<ふくしまの10年・マスター、もう少し聞かせて> (3)高線量の不安 漠然と

2020年5月21日 02時00分

南東方向から撮影した福島市中心部

 福島市のワインを出す居酒屋「せら庵」に通うようになって二カ月ほどたったころ、マスターの江代(えしろ)正一さん(71)から、二〇一一年三月の東京電力福島第一原発事故後、第一原発から約六十二キロメートル北西に位置する福島市内でも放射線量が高い日が何日も続いたらしいと聞いた。
 環境省の担当者に、事故直後の福島市内の正確な空間放射線量のデータを残している組織はないか助言を求めた。

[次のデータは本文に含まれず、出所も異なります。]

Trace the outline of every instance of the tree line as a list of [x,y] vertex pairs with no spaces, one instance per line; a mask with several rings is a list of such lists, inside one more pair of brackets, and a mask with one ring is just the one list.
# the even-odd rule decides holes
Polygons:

 「福島県ならあるはずだ」と聞き、調べると県がきちんと記録していた。市中心部の県の施設で測定された値は、東京電力福島第一原発2号機から大量の汚染蒸気が外部に漏れ始めた三月十五日の午後四時ごろから上昇し、午後七時三十分には毎時二四・〇四マイクロシーベルトに達した。十六日午後四時ごろまで二〇マイクロシーベルト前後を計測し、二十日未明まで断続的に一〇マイクロシーベルトを超えた。事故前は〇・〇四マイクロシーベルトだったから非常に高い。

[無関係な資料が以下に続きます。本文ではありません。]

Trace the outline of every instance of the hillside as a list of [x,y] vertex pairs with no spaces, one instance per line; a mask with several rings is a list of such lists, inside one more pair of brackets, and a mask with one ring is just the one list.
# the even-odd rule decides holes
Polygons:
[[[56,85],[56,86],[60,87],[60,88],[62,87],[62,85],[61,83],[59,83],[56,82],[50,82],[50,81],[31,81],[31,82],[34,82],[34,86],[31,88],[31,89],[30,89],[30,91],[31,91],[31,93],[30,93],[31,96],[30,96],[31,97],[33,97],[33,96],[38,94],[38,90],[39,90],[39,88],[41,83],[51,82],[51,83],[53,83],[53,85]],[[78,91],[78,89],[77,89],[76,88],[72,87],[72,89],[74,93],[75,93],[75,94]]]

 厨房(ちゅうぼう)でその数字を眺めていたマスターがぼそっと言った。
 「あの時、役所は屋内にいろって言ってた。でも、健康診断のエックス線検査より、(被ばく線量は)たいしたことないとも言ってたな。こういう数字だったんだね」
 常連の一人である美野洋子さん(68)は「難しいことは分かんないけど、防護服なんかないから、ビニールかっぱを買ってかぶったのよ。放射能が付かないって聞いたから」と当時を振り返った。
 警察、自衛隊、消防、報道機関の関係者が動き回る県庁所在地は、地震の影響で市内は断水。給水車には長い列ができた。市民は漠然とした不安を抱えながら生きていた。